Tata Motors shares continue to be on the path of decline as one of the largest car-making companies in India struggles at bourses.
Tata Motors Affected By UBS' 'Sell' Rating
On Wednesday, September 11, the company shares saw a major decline. The slump even went past the 5 per cent mark. This has brought the overall price of the company shares to under the landmark Rs 1,000 per share.
This development comes to pass amid a 'Sell' rating that was issued by finance behemoth, UBS Securities. In fact, this is the consecutive trading session for which the broking firm has retained the 'Sell' rating. UBS has set the target price of Rs 825 per share.
The concerns of the broking firm lie in the apparent decline of the prospect company. There are fears of potential further decreases due to margin constraints at the company's luxury unit, Jaguar Land Rover, and in the domestic passenger vehicle category.
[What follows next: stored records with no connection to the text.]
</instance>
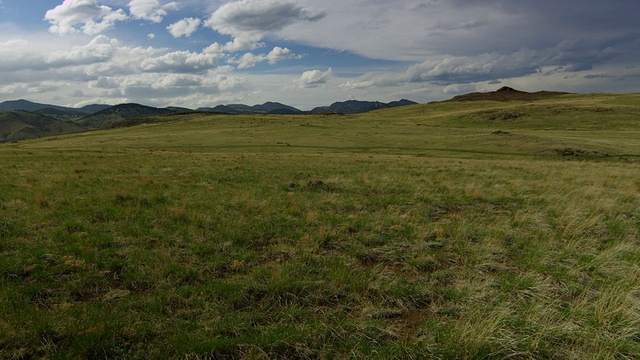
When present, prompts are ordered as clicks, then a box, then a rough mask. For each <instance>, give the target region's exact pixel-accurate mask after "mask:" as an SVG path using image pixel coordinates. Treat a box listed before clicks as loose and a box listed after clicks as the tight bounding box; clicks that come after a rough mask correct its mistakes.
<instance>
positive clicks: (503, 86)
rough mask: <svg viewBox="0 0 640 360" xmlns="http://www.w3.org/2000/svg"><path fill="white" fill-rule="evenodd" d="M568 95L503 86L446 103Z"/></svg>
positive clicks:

The Land Rover wing has been at the centre of slowdown and speculation for the past few quarters.
Tata Motors Shares Slump
Monthly Decline of Tata Motors Shares |
The company shares have dipped by over 8 per cent in the past 5 trading sessions alone. The monthly picture also does not appear rosy; the Tata Motors shares dropped by 8.38 per cent.
As far as the progress in today's intraday trade is concerned, Tata Motors shares sank further. At 12:41 IST, Tata Motors shares dipped by 4.89 per cent or Rs 50.70. This took the company shares to Rs 985.10.
The JLR Problem
When it comes to Tata's Jaguar question, it is to be noted that the luxury car wing's order book fell to 1,04,000 units, down from 1,33,000 vehicles in Q4FY24, this as per the company's Q1FY25 earnings report.
In addition to that, Jaguar Land Rover achieved revenue of Euro 7.3 billion in the June quarter.
This is regarded as the company's best first-quarter revenue on record, up 5 percent from the June quarter of FY24.